In a series of shifting narratives, people who are connected, both directly and indirectly, with the victim — police, family, and friends — tell their personal stories leading up to that fateful night. Lou, a social worker, grapples with the departure of her live-in boyfriend. Cheryl, an artist, mourns the premature death of her sister Rain. Paulina, a single mother, struggles to trust her new partner. Phoenix, a homeless teenager, is released from a youth detention centre. Officer Scott, a Métis policeman, feels caught between two worlds as he patrols the city. Through their various perspectives a larger, more comprehensive story about lives of the residents in Winnipeg’s North End is exposed.

About the Author: Katherena Vermette is a Canadian writer, who won the Governor General’s Award for English-language poetry in 2013 for her collection North End Love Songs. Vermette is of Metis descent and from Winnipeg, Manitoba. She was a MFA student in creative writing at the University of British Columbia.

Her children’s picture book series The Seven Teachings Stories was published by Portage and Main Press in 2015. In addition to her own publications, her work has also been published in the literary anthology Manitowapow: Aboriginal Writings from the Land of Water. She is a member of the Aboriginal Writers Collective of Manitoba, and edited the anthology xxx ndn: love and lust in ndn country in 2011.

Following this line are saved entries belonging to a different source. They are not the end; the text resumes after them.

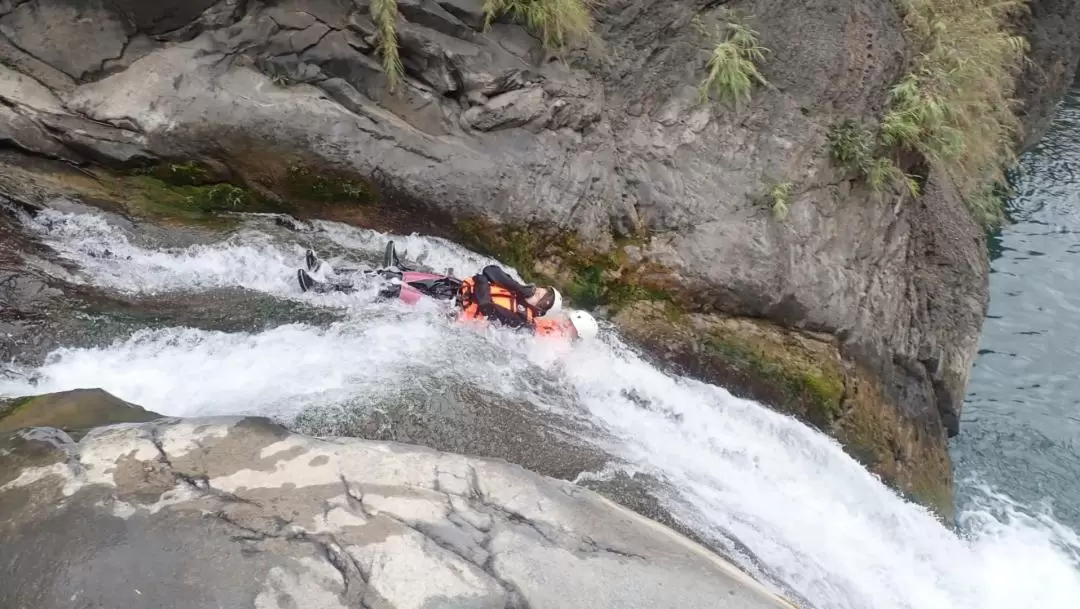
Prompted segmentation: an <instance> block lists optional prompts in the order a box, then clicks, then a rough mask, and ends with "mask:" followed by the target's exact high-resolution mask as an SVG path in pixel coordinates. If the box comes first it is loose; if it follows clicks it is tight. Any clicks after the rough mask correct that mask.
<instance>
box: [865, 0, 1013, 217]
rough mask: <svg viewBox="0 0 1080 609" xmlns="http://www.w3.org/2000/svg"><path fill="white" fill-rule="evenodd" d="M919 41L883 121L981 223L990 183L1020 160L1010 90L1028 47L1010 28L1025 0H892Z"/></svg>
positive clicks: (884, 139) (916, 37) (893, 97)
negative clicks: (1016, 156)
mask: <svg viewBox="0 0 1080 609" xmlns="http://www.w3.org/2000/svg"><path fill="white" fill-rule="evenodd" d="M895 1H896V2H897V4H899V6H900V10H901V13H902V14H903V16H904V25H905V27H906V30H907V33H908V36H909V38H910V40H912V42H913V44H914V46H915V51H916V57H915V64H914V66H913V69H912V71H910V72H909V73H908V75H907V76H906V77H905V78H904V79H903V80H901V82H900V83H897V84H896V85H895V86H894V87H893V90H892V95H891V99H890V107H889V110H888V112H887V113H886V116H885V118H883V119H882V121H881V139H882V143H883V144H886V145H887V146H890V147H894V148H896V149H901V150H910V151H917V152H918V153H919V154H921V155H922V157H923V158H926V159H927V161H929V162H930V164H931V165H932V166H933V167H934V168H936V170H939V171H941V172H944V173H945V174H947V175H948V176H949V177H951V178H953V180H954V181H955V184H956V185H957V187H958V188H959V189H960V192H961V193H962V194H963V197H964V199H966V200H967V201H968V204H969V208H970V209H971V212H972V213H973V214H974V215H975V216H976V217H977V218H978V219H980V220H982V221H984V222H986V224H993V222H995V221H997V220H999V219H1000V213H1001V212H1000V203H999V204H998V206H997V207H996V208H987V205H986V197H985V193H986V192H987V189H988V187H990V186H991V185H993V184H995V182H1000V181H1004V174H1003V172H1004V170H1005V168H1007V167H1008V166H1010V165H1012V164H1014V163H1015V161H1016V159H1015V155H1014V152H1013V148H1014V145H1015V141H1016V136H1017V134H1018V132H1020V128H1021V124H1020V120H1018V119H1017V118H1016V113H1015V109H1016V100H1015V99H1014V98H1013V93H1014V89H1015V83H1016V77H1017V75H1018V73H1020V69H1021V67H1022V64H1023V62H1024V58H1025V55H1026V53H1027V51H1028V43H1027V40H1026V39H1024V37H1022V36H1016V35H1014V33H1012V32H1011V31H1010V27H1011V24H1012V23H1014V17H1015V16H1016V15H1017V14H1018V13H1020V12H1022V11H1026V10H1027V9H1028V6H1027V1H1026V0H895Z"/></svg>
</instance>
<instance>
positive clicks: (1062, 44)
mask: <svg viewBox="0 0 1080 609" xmlns="http://www.w3.org/2000/svg"><path fill="white" fill-rule="evenodd" d="M1027 5H1028V8H1029V9H1030V11H1029V12H1028V13H1027V14H1025V15H1023V16H1022V17H1021V18H1020V19H1018V23H1017V30H1018V31H1020V33H1022V35H1024V36H1025V37H1026V38H1027V39H1028V42H1029V43H1030V44H1031V51H1030V53H1029V54H1028V57H1029V58H1030V59H1031V62H1030V63H1028V64H1026V65H1025V66H1024V73H1023V75H1022V76H1021V79H1020V83H1018V86H1017V89H1016V96H1017V98H1020V99H1021V100H1022V101H1023V107H1022V112H1023V114H1022V117H1023V119H1024V127H1025V133H1024V140H1023V148H1024V149H1028V148H1030V147H1032V146H1035V144H1036V143H1037V141H1038V140H1039V139H1041V138H1042V136H1043V135H1045V133H1047V130H1048V128H1049V127H1050V122H1051V120H1053V118H1054V111H1055V108H1056V106H1057V103H1058V101H1059V100H1061V99H1062V97H1063V96H1064V95H1065V92H1066V90H1068V87H1069V86H1070V85H1071V84H1072V82H1074V81H1075V80H1076V78H1077V69H1078V67H1080V3H1078V2H1074V1H1072V0H1030V1H1029V2H1028V3H1027Z"/></svg>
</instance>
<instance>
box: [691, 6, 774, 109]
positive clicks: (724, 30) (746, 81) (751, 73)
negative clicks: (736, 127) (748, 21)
mask: <svg viewBox="0 0 1080 609" xmlns="http://www.w3.org/2000/svg"><path fill="white" fill-rule="evenodd" d="M698 27H699V29H700V28H701V27H702V26H701V24H700V22H698ZM715 37H716V39H717V40H718V42H717V43H716V46H715V48H713V53H712V55H711V56H710V58H708V64H707V65H706V69H707V72H706V75H705V78H704V79H702V81H701V85H700V86H699V91H700V93H701V100H702V101H703V103H704V101H707V100H708V99H710V97H711V96H712V95H713V94H715V95H716V96H717V97H718V98H719V99H720V100H721V101H724V100H730V101H733V103H734V104H735V105H738V104H739V103H740V101H750V97H751V92H752V91H753V89H754V84H755V83H759V84H766V80H765V77H762V76H761V72H760V71H758V69H757V64H758V63H759V62H762V60H765V53H766V52H768V49H765V48H764V46H761V45H760V44H758V33H757V32H756V31H754V30H753V29H751V28H750V27H748V26H746V25H745V24H743V23H741V22H739V21H735V19H730V21H728V22H727V23H726V24H725V25H724V27H723V28H718V29H717V31H716V32H715Z"/></svg>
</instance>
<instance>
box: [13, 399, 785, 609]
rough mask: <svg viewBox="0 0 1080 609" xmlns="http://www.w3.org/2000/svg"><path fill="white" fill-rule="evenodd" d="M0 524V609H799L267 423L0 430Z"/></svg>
mask: <svg viewBox="0 0 1080 609" xmlns="http://www.w3.org/2000/svg"><path fill="white" fill-rule="evenodd" d="M0 514H2V515H3V518H2V519H0V553H2V555H3V556H5V557H15V558H16V559H14V560H10V559H5V560H3V561H2V563H0V605H3V606H5V607H8V606H13V607H36V608H39V609H51V608H54V607H57V608H58V607H69V606H71V604H72V603H77V604H79V605H81V606H109V607H157V608H170V607H185V608H190V609H195V608H202V607H206V608H211V607H213V608H218V607H256V608H258V609H265V608H284V607H294V608H300V609H302V608H312V609H314V608H318V609H330V608H336V607H341V608H345V607H372V608H374V607H386V608H394V609H421V608H428V607H462V608H464V607H476V608H488V607H490V608H500V609H501V608H503V607H507V608H511V607H518V608H519V607H531V608H537V609H542V608H556V607H557V608H569V607H583V608H585V607H588V608H590V609H594V608H600V607H625V608H629V607H643V608H645V607H649V608H651V607H664V606H678V607H710V608H726V609H794V606H793V605H791V604H789V603H787V601H786V600H784V599H783V598H781V597H779V596H777V595H774V594H773V593H771V592H769V591H768V590H767V588H765V587H764V586H761V585H760V584H758V583H756V582H755V581H754V580H753V579H751V578H750V577H747V576H745V574H744V573H743V572H741V571H739V570H738V569H735V568H734V567H733V566H731V565H730V564H728V563H726V561H724V560H723V559H720V558H718V557H717V556H715V555H713V554H711V553H710V552H708V551H706V550H704V549H703V547H701V546H699V545H697V544H694V543H693V542H691V541H689V540H687V539H686V538H683V537H680V536H678V534H677V533H675V532H673V531H671V530H670V529H666V528H664V527H662V526H660V525H658V524H656V523H653V522H651V520H648V519H646V518H643V517H640V516H638V515H636V514H634V513H632V512H629V511H626V510H624V509H622V508H619V506H618V505H616V504H613V503H611V502H609V501H607V500H606V499H603V498H600V497H599V496H597V495H595V493H593V492H592V491H589V490H585V489H582V488H579V487H575V486H572V485H570V484H568V483H562V482H557V481H553V479H551V478H544V477H542V476H539V475H537V474H534V473H530V472H528V471H526V470H523V469H521V468H518V466H515V465H510V464H508V463H505V462H502V461H494V460H484V459H471V458H465V457H461V456H457V455H451V454H445V452H437V451H434V450H431V449H426V448H419V447H410V446H406V445H400V444H389V443H376V442H366V441H360V439H334V438H330V439H315V438H311V437H308V436H301V435H294V434H289V433H288V432H286V431H285V430H284V429H282V428H279V427H276V425H273V424H271V423H270V422H269V421H267V420H266V419H235V418H229V419H192V420H183V421H181V420H176V419H162V420H160V421H157V422H150V423H129V424H118V425H111V427H105V428H98V429H95V430H93V431H91V432H90V433H89V434H87V435H85V436H84V437H83V438H82V439H80V441H79V442H78V443H73V442H72V441H71V438H70V437H69V436H67V434H65V433H64V432H60V431H58V430H56V429H52V428H32V429H28V430H22V431H19V432H14V433H9V434H5V435H3V436H0ZM28 549H32V551H28Z"/></svg>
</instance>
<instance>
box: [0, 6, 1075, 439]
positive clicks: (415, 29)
mask: <svg viewBox="0 0 1080 609" xmlns="http://www.w3.org/2000/svg"><path fill="white" fill-rule="evenodd" d="M720 4H723V5H720ZM1037 4H1039V6H1040V8H1039V10H1037V11H1036V12H1035V17H1034V21H1031V22H1030V24H1031V27H1032V31H1034V32H1036V33H1035V36H1036V37H1037V38H1039V40H1045V41H1047V44H1049V46H1047V45H1042V46H1040V44H1042V43H1037V44H1035V46H1036V48H1037V51H1036V57H1050V56H1053V55H1054V53H1053V51H1052V50H1055V49H1057V48H1058V46H1059V45H1061V44H1065V42H1066V41H1069V43H1071V40H1072V39H1070V38H1069V37H1068V35H1067V33H1065V31H1066V30H1065V28H1064V27H1056V26H1053V23H1056V22H1054V19H1057V18H1058V17H1059V16H1061V15H1065V14H1066V13H1067V11H1065V4H1064V3H1058V4H1054V3H1053V2H1040V3H1037ZM1052 5H1053V6H1052ZM732 8H733V9H740V10H743V11H744V12H745V13H747V14H751V15H752V17H751V19H750V23H751V25H752V26H753V27H754V28H755V29H756V30H758V31H759V32H760V35H761V40H760V42H761V45H762V46H765V48H767V49H768V50H769V53H768V54H767V57H766V60H765V63H764V64H762V73H764V76H765V78H766V79H767V80H768V85H767V86H762V87H759V89H758V90H756V91H755V94H754V97H753V99H752V100H751V101H750V103H748V104H747V105H745V106H743V107H731V106H728V105H723V104H717V103H702V101H701V99H700V97H699V90H698V85H699V82H700V81H701V78H702V76H703V73H704V70H705V65H706V62H707V58H708V54H710V52H711V49H712V46H713V44H714V43H715V40H713V39H711V38H708V37H707V36H703V35H702V33H701V31H700V28H699V27H697V24H696V18H697V19H700V21H701V22H702V23H704V24H705V25H706V26H710V25H714V24H715V23H716V22H718V21H720V19H721V18H723V17H721V12H723V11H726V10H728V9H732ZM399 9H400V13H401V14H400V16H399V18H397V32H399V42H400V45H401V56H402V62H403V64H404V67H405V73H406V81H405V83H404V86H402V87H400V89H399V90H397V91H396V92H394V93H391V92H390V91H389V89H388V86H387V84H388V82H387V78H386V75H384V73H383V72H382V70H381V68H380V66H379V58H378V56H377V55H376V53H375V31H376V29H375V26H374V24H373V22H372V18H370V3H369V2H367V1H365V0H355V1H351V0H281V1H274V2H258V1H240V0H222V1H218V2H210V1H202V2H193V3H192V2H172V1H165V2H159V3H156V4H153V6H152V8H150V6H149V5H145V6H144V4H143V3H135V2H106V1H105V0H84V1H75V0H27V1H23V2H6V3H3V4H0V64H3V66H2V67H0V98H2V99H3V101H4V103H3V105H2V106H0V140H2V141H5V143H8V144H10V145H12V146H15V147H17V148H19V149H23V150H27V151H31V152H35V153H38V154H44V155H49V157H53V158H60V159H68V160H70V161H73V162H79V163H86V162H93V163H102V164H106V165H108V166H112V167H132V166H138V165H141V164H146V163H151V162H157V161H162V160H164V161H168V160H173V159H192V158H194V159H208V160H212V161H214V162H217V163H220V164H222V165H225V166H227V167H228V168H229V170H230V171H231V172H232V173H233V174H234V175H235V176H237V177H238V179H240V180H242V181H244V182H245V184H247V185H248V186H252V187H253V188H266V187H267V185H272V184H274V182H275V180H279V179H280V176H281V175H282V174H283V173H284V172H285V171H286V170H287V167H288V165H289V163H293V162H297V161H298V160H302V161H303V162H307V163H314V164H316V165H320V166H324V167H328V168H334V170H338V171H343V172H348V173H350V174H352V175H356V176H362V177H363V178H365V179H367V180H370V181H372V182H375V184H377V185H378V186H379V189H380V190H381V192H382V193H383V195H384V200H386V204H387V205H388V206H391V207H394V206H403V207H405V206H407V207H415V206H419V207H421V208H423V209H426V211H428V212H432V211H434V212H437V213H438V214H443V215H449V216H451V217H454V218H458V219H460V218H482V219H486V220H488V221H491V222H495V224H497V225H502V226H541V227H546V228H549V229H553V230H561V231H569V232H573V233H576V234H577V236H578V239H579V240H580V241H582V242H584V243H586V244H589V245H590V246H593V247H596V248H599V249H615V251H621V252H622V253H624V254H626V255H627V256H629V257H631V258H633V259H634V260H635V265H637V266H639V267H643V268H645V267H647V268H649V269H651V270H652V271H654V273H653V274H654V275H658V276H659V280H658V283H661V284H664V285H667V286H674V287H673V289H676V290H678V292H679V293H681V294H684V295H690V297H691V299H692V300H693V307H694V308H696V309H698V310H700V311H704V312H719V313H724V314H731V315H743V316H751V317H765V319H769V320H772V321H773V322H777V323H779V324H781V325H784V326H789V327H793V328H798V329H802V330H813V331H823V333H827V334H831V335H834V336H836V337H838V338H839V340H840V343H841V352H842V354H843V356H845V357H846V358H847V360H848V361H852V362H855V363H858V364H859V365H861V366H863V367H865V368H867V369H869V370H870V371H872V374H873V376H874V377H875V378H876V379H878V380H879V382H880V393H881V401H882V406H881V407H882V408H895V409H896V410H897V411H899V412H901V414H902V415H903V416H904V417H906V418H907V419H909V420H910V421H913V422H914V424H916V425H918V427H919V428H920V429H921V430H922V432H923V435H924V437H928V438H931V441H932V442H933V443H937V444H940V445H942V446H943V442H941V441H940V439H939V438H943V437H944V436H945V435H946V434H948V435H953V434H956V433H957V432H958V429H959V424H958V421H959V410H960V407H961V404H962V395H963V388H964V385H966V384H967V380H968V376H969V370H970V366H971V363H972V358H973V357H974V355H975V351H976V348H977V341H978V336H980V330H981V325H982V320H983V316H984V314H985V310H986V302H987V278H988V269H987V262H986V255H985V243H984V236H983V234H982V231H981V229H980V228H978V226H977V225H976V224H975V221H974V220H972V218H971V217H970V215H969V214H968V213H967V211H966V208H964V205H963V203H962V202H961V200H960V197H959V195H958V193H957V192H956V191H955V189H953V188H951V186H950V185H948V184H946V182H945V180H943V179H941V177H940V176H935V175H930V176H929V179H928V181H927V187H926V194H924V195H923V197H921V198H920V199H919V200H917V201H914V202H913V201H912V200H910V199H904V198H903V197H901V195H900V194H899V193H893V194H891V195H889V197H886V198H885V199H882V200H875V199H872V198H870V197H869V195H868V192H867V190H866V188H865V186H864V185H862V184H861V182H860V181H858V180H854V179H852V178H851V176H847V175H843V174H840V173H839V172H837V171H836V168H835V167H833V165H832V164H831V162H829V159H828V155H827V152H826V150H825V141H826V135H827V133H828V131H829V128H831V127H832V125H834V124H836V123H838V122H840V121H843V120H846V119H853V120H856V121H864V122H869V121H873V120H876V118H878V117H880V114H881V112H882V110H883V107H885V104H886V100H887V95H888V91H889V89H890V87H891V86H892V85H893V84H894V83H895V82H896V81H897V79H899V78H900V77H901V76H903V73H904V72H905V70H906V69H907V67H908V55H909V53H908V48H907V43H906V41H905V37H904V31H903V26H902V23H901V19H900V16H899V14H897V12H896V10H895V8H894V5H893V4H892V3H891V2H880V1H872V0H747V1H742V2H720V3H717V2H705V1H692V0H678V1H674V2H651V1H648V0H616V1H613V2H608V3H605V4H604V6H603V8H598V9H597V10H596V12H595V14H594V17H595V22H596V31H597V33H598V38H599V44H598V49H597V50H596V51H595V52H593V53H585V52H582V51H575V52H573V53H571V54H570V55H569V56H568V57H567V60H565V62H564V60H556V59H553V58H552V57H550V56H549V55H548V53H545V51H544V50H543V49H542V46H541V45H540V43H539V41H538V40H537V39H536V38H535V37H532V36H530V35H529V33H528V32H527V31H526V30H525V29H524V28H522V27H519V26H517V25H513V24H511V23H509V22H508V21H505V19H499V21H497V23H495V24H494V26H492V28H491V29H490V30H489V31H483V28H482V23H483V19H484V14H483V3H482V2H480V1H474V0H438V1H436V0H408V1H405V0H401V1H400V2H399ZM1069 14H1071V13H1069ZM1047 15H1050V16H1047ZM1044 16H1045V18H1043V17H1044ZM1069 18H1071V17H1067V16H1065V17H1061V19H1064V21H1063V22H1062V23H1071V22H1069V21H1068V19H1069ZM1048 60H1050V59H1049V58H1048ZM1054 60H1056V59H1054ZM1063 60H1064V64H1063V66H1064V67H1062V68H1061V69H1062V70H1064V71H1063V72H1062V73H1065V72H1068V71H1069V69H1075V68H1069V65H1072V66H1075V62H1074V60H1072V58H1071V55H1069V56H1068V57H1066V58H1065V59H1063ZM1070 62H1071V63H1070ZM1032 82H1034V81H1032ZM1054 82H1057V81H1054ZM1053 91H1056V89H1055V87H1054V86H1038V93H1030V94H1029V98H1030V99H1031V100H1032V101H1031V104H1034V106H1032V107H1034V108H1036V109H1035V110H1032V112H1034V113H1035V114H1041V112H1042V110H1039V108H1042V107H1043V106H1044V105H1045V104H1047V103H1049V100H1051V99H1053ZM1032 122H1035V123H1038V121H1037V120H1034V121H1032ZM781 182H789V184H791V185H792V186H793V195H792V199H791V205H789V206H791V213H789V215H788V216H787V218H786V219H785V220H784V221H778V220H775V219H774V218H773V217H772V215H771V211H770V207H769V205H768V203H767V201H766V199H767V198H766V193H767V192H768V191H769V188H770V185H773V184H781ZM626 239H632V240H635V241H636V243H635V244H634V245H633V255H632V256H630V249H629V248H627V247H629V246H626V245H624V244H623V242H622V241H620V240H626Z"/></svg>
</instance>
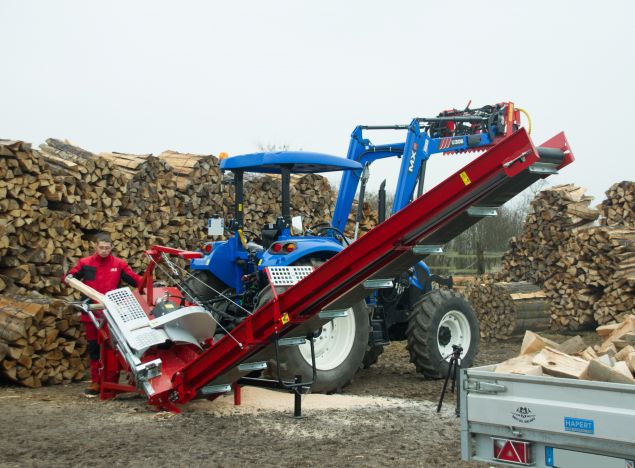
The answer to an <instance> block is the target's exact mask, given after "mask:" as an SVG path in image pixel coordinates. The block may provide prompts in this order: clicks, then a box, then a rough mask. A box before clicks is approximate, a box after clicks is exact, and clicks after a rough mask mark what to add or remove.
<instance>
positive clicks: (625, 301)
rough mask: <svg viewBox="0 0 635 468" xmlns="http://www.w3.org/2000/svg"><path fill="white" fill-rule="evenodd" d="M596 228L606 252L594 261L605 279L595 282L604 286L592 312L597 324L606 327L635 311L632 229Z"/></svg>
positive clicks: (632, 234)
mask: <svg viewBox="0 0 635 468" xmlns="http://www.w3.org/2000/svg"><path fill="white" fill-rule="evenodd" d="M599 229H602V230H603V232H602V234H603V235H602V237H603V238H604V239H605V245H609V246H610V249H609V250H608V251H607V252H605V253H604V254H603V255H602V256H598V258H597V260H596V262H597V264H598V265H603V266H604V267H603V269H602V272H601V274H603V275H606V276H604V277H602V279H599V280H598V281H603V282H604V283H605V286H604V289H603V292H602V296H601V297H600V298H599V300H598V301H596V302H595V303H594V305H593V310H594V317H595V319H596V320H597V322H598V323H599V324H606V323H611V322H613V321H620V320H622V319H623V318H624V317H625V316H626V315H627V314H629V313H631V312H632V311H633V310H635V229H624V228H619V227H617V226H615V227H612V228H611V227H607V228H598V230H599Z"/></svg>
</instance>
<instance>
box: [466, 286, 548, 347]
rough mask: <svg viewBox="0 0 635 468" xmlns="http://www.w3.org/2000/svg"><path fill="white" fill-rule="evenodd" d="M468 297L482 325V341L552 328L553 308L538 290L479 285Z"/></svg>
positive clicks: (512, 335) (480, 330) (503, 339)
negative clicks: (484, 340)
mask: <svg viewBox="0 0 635 468" xmlns="http://www.w3.org/2000/svg"><path fill="white" fill-rule="evenodd" d="M466 296H467V298H468V300H469V302H470V304H471V305H472V307H473V308H474V310H475V312H476V315H477V318H478V320H479V323H480V333H481V338H482V339H484V340H492V339H499V340H504V339H508V338H510V337H512V336H516V335H521V334H523V333H524V332H525V331H527V330H532V331H540V330H547V329H549V327H550V321H551V317H550V304H549V301H548V300H547V297H546V295H545V293H544V291H542V290H541V289H540V288H539V287H538V286H536V285H534V284H532V283H528V282H525V281H520V282H512V283H508V282H494V281H489V282H477V283H474V284H472V285H470V286H469V287H468V288H467V291H466Z"/></svg>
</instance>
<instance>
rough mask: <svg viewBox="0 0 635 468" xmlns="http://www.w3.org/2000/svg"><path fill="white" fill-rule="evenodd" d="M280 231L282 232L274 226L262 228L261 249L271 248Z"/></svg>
mask: <svg viewBox="0 0 635 468" xmlns="http://www.w3.org/2000/svg"><path fill="white" fill-rule="evenodd" d="M281 231H282V230H281V229H280V228H277V227H276V225H275V224H271V223H270V224H265V227H264V228H262V231H261V233H260V238H261V239H262V247H263V248H264V249H268V248H269V247H271V244H273V243H274V242H275V241H276V240H278V237H279V236H280V232H281Z"/></svg>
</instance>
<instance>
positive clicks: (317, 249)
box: [258, 237, 344, 270]
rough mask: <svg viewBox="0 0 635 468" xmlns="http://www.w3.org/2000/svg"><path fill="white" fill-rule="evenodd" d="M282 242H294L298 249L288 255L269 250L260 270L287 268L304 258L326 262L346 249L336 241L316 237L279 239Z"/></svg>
mask: <svg viewBox="0 0 635 468" xmlns="http://www.w3.org/2000/svg"><path fill="white" fill-rule="evenodd" d="M279 241H280V242H285V241H288V242H293V243H295V244H296V246H297V247H296V249H295V250H294V251H293V252H289V253H287V254H282V255H281V254H275V253H272V252H270V251H269V250H267V251H266V252H264V253H263V255H262V260H261V262H260V264H259V265H258V269H259V270H262V269H263V268H265V267H268V266H287V265H292V264H293V263H295V262H297V261H298V260H300V259H301V258H303V257H307V256H310V257H320V258H323V259H324V260H326V259H328V258H331V257H332V256H333V255H335V254H336V253H338V252H340V251H341V250H343V249H344V247H343V246H342V245H341V244H339V243H338V242H336V241H333V240H330V239H324V238H319V237H316V238H315V239H311V238H308V239H307V238H297V237H289V238H288V239H279Z"/></svg>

Vermette has described her writing as motivated by an activist spirit, particularly on First Nations issues. The title of her book refers to Winnipeg’s North End.

About the defense – Candy Palmater: In her own words: “I’m a gay Native recovered lawyer turned feminist comic, who was raised by bikers in the wilds of northern New Brunswick.” Candy Palmater attended the Schulich School of Law at Dalhousie University, where she is said to have been the first Aboriginal law student in Canada to be valedictorian of her graduating class. After a brief stint practicing labour and Aboriginal law, Palmater left for a job with the Nova Scotia government, which left her evenings free to pursue her comic ambitions. She created and wrote her own national TV show, The Candy Show, for APTN, and hosted the daily interview series The Candy Palmater Show on CBC Radio in 2016.

Why Candy Palmater thinks The Break is the book Canadians need now: It’s a very cold winter night in inner-city Winnipeg, and young Stella looks out the window and sees a crime taking place, and she calls the police. From there, a very well-crafted, well-written book, a story that will not let you go but will tell you the story of different generations of Indigenous women. You get to know not just the victim but the perpetrator, and you understand how colonization has created this entire situation. Every Canadian needs to read this to understand relations.

My initial thoughts: This book makes me nervous. Last year, I read Birdie by Tracey Lindberg, and I did not connect with it at all. Which is very OK, because I feel like a book like Birdie, and maybe even like The Break, are not for people like me to connect with. As a white person, I will forever be on the other side of the issues facing Indigenous people in Canada. But, I am very excited to read a story set in a familiar landscape – that of my own city.